Not Currently on Display
Takahiro Iwasaki’s Reflection Model (Perfect Bliss) 2010–12 is modelled on the well-known Hōō-do (Phoenix Pavilion), constructed in 1053 in Uji, near Kyoto, as part of the Byōdō-in Temple, a remarkable example of Heian-period (794–1185) Japanese architecture.
This work is from a series of sculptural installations designed to reframe the familiar by depicting structures of considerable cultural importance.
Meticulously recreating the structure from the traditional building material hinoki (Japanese Cypress) and avoiding embellishment and colour, Iwasaki’s exquisite work shows a respect for the materials, techniques, architecture and cultural significance of the building.

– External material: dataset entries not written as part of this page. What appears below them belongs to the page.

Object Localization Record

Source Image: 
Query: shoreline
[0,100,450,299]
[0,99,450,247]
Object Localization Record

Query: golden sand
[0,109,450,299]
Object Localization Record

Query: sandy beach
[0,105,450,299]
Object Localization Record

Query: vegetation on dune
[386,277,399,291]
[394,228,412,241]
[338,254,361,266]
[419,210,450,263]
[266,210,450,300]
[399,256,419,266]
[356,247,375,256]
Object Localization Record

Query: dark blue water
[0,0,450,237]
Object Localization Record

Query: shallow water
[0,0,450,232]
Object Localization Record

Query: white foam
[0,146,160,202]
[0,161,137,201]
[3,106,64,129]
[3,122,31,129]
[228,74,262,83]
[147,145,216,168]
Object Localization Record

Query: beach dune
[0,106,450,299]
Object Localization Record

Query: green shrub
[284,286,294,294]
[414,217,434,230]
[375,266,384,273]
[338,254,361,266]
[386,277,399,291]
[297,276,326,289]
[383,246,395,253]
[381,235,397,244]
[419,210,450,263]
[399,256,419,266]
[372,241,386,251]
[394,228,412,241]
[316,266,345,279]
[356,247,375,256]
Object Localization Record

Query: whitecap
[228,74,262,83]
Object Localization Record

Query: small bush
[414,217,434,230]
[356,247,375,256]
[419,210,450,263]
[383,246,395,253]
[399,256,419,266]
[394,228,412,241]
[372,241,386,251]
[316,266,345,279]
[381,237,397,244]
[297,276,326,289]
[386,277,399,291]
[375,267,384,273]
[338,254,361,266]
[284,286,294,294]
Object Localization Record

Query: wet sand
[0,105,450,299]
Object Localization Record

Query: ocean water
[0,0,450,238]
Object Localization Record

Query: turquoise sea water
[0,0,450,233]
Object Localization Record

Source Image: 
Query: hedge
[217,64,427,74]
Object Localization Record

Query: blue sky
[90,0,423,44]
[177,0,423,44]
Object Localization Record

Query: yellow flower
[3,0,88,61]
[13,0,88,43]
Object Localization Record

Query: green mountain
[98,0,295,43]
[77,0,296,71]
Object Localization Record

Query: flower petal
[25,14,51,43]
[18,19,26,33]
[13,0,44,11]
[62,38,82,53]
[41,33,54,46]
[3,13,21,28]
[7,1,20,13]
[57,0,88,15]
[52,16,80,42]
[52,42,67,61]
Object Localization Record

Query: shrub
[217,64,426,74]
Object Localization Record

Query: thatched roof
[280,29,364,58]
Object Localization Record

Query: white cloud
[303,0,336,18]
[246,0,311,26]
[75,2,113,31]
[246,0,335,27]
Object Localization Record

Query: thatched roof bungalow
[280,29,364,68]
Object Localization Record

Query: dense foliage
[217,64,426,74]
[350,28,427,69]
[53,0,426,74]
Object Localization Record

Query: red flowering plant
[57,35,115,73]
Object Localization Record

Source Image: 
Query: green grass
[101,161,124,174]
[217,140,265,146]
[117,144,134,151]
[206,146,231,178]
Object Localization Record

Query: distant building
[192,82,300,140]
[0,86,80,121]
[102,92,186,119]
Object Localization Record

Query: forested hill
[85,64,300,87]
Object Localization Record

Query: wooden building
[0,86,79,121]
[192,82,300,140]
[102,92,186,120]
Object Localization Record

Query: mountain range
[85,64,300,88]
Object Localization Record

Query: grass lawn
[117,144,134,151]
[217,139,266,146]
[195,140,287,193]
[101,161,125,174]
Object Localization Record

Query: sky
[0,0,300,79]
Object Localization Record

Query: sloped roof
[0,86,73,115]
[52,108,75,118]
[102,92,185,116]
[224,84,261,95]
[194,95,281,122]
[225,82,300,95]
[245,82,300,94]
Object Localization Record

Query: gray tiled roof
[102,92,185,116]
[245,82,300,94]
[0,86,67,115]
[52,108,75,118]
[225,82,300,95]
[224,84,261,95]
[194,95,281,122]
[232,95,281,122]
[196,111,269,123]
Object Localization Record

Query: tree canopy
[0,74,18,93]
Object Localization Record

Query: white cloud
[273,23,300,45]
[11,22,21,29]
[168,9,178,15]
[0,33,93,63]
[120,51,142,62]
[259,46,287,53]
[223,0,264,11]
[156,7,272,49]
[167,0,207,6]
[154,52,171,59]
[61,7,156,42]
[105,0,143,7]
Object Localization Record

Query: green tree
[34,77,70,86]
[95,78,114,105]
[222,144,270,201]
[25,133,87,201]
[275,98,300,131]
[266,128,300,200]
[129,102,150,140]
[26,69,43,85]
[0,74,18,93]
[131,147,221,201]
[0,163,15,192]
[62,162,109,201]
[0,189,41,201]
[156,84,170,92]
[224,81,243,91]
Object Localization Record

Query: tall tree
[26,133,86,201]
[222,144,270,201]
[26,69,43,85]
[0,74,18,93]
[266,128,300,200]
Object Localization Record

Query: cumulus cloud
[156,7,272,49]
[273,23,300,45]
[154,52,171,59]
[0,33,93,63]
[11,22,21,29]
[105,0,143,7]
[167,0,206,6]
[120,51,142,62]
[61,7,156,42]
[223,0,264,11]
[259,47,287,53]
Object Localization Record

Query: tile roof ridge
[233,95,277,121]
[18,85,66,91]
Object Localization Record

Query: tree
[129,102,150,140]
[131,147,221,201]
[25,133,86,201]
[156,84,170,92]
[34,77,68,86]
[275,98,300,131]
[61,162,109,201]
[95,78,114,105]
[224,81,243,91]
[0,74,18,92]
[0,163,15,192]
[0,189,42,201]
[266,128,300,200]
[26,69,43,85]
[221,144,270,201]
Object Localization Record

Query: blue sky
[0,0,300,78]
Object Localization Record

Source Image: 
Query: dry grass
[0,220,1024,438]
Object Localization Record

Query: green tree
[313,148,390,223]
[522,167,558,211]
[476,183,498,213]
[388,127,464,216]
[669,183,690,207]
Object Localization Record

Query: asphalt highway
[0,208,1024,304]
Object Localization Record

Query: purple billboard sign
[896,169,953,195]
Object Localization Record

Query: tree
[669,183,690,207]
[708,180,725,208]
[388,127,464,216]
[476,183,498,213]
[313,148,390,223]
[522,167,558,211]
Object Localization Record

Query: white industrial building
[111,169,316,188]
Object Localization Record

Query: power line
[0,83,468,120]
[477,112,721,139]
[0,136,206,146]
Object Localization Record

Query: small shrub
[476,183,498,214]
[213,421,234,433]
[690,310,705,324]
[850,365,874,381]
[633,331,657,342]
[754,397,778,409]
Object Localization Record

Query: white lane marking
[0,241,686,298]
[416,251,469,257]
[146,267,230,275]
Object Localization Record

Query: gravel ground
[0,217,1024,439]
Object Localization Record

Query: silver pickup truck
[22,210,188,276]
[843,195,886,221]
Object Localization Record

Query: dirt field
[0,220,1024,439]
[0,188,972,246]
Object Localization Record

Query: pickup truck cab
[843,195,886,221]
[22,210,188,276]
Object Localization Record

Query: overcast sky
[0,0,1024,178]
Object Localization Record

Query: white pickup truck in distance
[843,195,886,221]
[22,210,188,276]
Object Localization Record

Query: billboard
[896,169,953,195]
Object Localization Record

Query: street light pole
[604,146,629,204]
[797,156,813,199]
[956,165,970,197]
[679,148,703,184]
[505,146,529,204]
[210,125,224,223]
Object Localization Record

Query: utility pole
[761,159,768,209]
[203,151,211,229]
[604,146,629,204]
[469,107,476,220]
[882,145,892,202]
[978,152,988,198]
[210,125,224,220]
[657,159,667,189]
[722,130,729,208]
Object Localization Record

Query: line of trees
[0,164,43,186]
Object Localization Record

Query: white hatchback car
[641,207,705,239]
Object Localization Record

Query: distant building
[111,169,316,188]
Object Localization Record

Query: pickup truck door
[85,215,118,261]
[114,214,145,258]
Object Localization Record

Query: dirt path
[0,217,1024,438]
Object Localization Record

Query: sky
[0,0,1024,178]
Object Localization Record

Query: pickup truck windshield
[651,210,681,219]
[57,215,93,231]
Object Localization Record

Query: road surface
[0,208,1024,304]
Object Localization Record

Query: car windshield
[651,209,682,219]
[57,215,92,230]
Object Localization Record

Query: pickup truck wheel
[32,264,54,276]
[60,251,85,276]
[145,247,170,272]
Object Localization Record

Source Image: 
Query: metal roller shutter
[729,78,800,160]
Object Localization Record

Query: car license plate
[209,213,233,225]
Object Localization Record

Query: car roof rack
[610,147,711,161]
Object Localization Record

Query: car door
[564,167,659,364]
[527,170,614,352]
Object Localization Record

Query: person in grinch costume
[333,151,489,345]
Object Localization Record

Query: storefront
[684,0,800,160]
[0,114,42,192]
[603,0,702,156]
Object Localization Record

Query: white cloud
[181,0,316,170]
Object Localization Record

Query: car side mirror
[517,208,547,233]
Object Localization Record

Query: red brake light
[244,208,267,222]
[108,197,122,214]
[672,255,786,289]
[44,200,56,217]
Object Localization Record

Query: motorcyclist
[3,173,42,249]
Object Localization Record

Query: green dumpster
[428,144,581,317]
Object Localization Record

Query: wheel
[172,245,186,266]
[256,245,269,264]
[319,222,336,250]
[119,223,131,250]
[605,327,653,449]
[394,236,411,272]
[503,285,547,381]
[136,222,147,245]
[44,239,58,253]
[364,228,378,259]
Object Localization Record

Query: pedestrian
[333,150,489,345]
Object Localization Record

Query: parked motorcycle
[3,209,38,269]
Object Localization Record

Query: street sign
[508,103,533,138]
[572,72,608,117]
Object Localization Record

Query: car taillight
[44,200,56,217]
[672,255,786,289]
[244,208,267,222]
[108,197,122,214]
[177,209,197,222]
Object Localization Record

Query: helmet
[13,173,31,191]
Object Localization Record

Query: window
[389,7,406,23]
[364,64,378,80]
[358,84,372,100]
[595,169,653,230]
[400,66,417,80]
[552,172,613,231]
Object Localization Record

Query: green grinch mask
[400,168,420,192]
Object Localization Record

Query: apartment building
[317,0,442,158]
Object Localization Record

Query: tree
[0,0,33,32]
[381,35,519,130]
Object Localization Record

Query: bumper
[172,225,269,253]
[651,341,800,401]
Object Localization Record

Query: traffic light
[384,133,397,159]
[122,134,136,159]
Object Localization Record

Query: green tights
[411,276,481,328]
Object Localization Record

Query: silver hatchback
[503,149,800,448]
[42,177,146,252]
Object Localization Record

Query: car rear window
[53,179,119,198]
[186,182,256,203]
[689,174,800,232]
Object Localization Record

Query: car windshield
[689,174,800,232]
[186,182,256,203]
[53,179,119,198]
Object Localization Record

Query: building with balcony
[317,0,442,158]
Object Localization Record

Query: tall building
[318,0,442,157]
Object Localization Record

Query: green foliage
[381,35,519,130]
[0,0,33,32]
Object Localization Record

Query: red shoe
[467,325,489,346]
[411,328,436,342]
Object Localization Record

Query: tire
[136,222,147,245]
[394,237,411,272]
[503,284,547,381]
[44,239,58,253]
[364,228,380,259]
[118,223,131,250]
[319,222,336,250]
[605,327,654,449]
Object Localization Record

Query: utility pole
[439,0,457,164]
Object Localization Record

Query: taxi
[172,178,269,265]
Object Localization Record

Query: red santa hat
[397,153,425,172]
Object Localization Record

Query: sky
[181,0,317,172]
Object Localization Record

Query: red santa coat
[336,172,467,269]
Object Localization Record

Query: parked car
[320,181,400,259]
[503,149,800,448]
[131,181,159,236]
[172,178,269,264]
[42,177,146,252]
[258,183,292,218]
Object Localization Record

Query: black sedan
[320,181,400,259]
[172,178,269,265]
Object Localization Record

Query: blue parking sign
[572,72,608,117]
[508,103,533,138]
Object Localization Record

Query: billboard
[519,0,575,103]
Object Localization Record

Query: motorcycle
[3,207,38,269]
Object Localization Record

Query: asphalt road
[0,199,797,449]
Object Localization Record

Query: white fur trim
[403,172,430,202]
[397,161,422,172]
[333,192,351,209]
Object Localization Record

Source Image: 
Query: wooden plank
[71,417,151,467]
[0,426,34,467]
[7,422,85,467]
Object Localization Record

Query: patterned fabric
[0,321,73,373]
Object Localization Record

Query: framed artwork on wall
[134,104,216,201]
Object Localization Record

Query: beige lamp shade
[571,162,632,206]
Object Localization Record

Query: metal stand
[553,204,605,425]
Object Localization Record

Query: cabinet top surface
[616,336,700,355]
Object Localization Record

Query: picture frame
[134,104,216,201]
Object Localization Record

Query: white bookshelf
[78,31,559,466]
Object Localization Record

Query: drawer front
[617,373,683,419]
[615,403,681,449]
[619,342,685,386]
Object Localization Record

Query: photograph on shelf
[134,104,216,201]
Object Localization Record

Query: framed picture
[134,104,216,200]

Takahiro Iwasaki is based in Hiroshima, Japan, and graduated from Hiroshima City University and Edinburgh College of Art MFA. Iwasaki is recognised as one of Japan’s new generation of emerging young artists, who creates intricately detailed models that reinterpret contemporary cityscapes and iconic historical buildings.
In recent years, his artworks have appeared in numerous international art fairs and major exhibitions, with sculptures from his Reflection Model series receiving the greatest attention. Iwasaki constructs precise three-dimensional models that combining actual buildings with their reflections, which are then suspended.
1. Iwasaki makes miniature replicas of historical temples and modern industrial sites. How do think scale or size changes the way a building is experienced?
2. Discuss how the artist has incorporated a visual relationship between the building and the reflection that it casts in the water that surrounds it.
1. Research the decorative elements of the Hōō-do (Phoenix Pavilion) in Uji.
2. Japan’s 10 yen coin and 10,000 yen note both carry an image of Hōō-do (Phoenix Pavilion). If you had to choose an important Australian building to be represented on an Australian coin, what would it be? Design what your coin would look like.